Please see our postmortem from our network below in regards to the issues experienced on Thursday 16th May . Please note the below report is from our network directly.
Loss of connectivity impacting a proportion of Horizon handsets/clients, portal access and associated data access services due to an issue with a DNS Server within the network.
The initial issue was caused by a corrupt DNS server which then failed to resolve DNS queries resulting in traffic routing through the server dropping, Horizon registration attempts, Portal queries and DSL DNS queries.
When this was identified the interface to the DNS server was shut down and we monitored for an increase in successful registrations across all platforms. Due to the way that local access devices store DNS updates these are normally refreshed every 60 minutes which would have had a bearing on the overall recovery time.
The DNS servers form part of a group of distributed servers across the network and work in active load balanced configuration across the network, the hierarchy include DNS resolvers which contain cached data for Hostnames and authoritative servers which hold the actual up-to-date information for Hostnames.
In this instance it was one of the eight authoritative servers which failed and thus failed to respond with the correct information resulting in end user/devices failing to connect to the correct destination address.
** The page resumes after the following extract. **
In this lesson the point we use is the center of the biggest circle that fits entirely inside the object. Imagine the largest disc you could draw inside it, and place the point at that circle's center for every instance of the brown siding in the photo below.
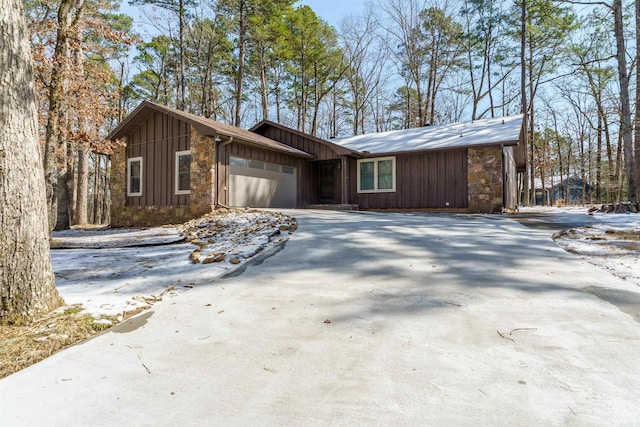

Responses to requests are processed on the first response basis from one of the eight servers and hence impacting only a percentage of devices/end user requests until the corrupted server was removed from operation at 12:44pm.
In addition to the above we did we receive reports of some devices which were unable to register post-incident mainly soft clients and handsets. This was due to the volume of registration attempts being processed by the platform servers and this backlog cleared fully by 8pm. We are reviewing the server configuration to ensure we optimise the volume of registrations we process whilst ensuring the integrity of the platform.
In addition to the above actions, we are taking robust steps to review our change governance process relating to DNS related infrastructure.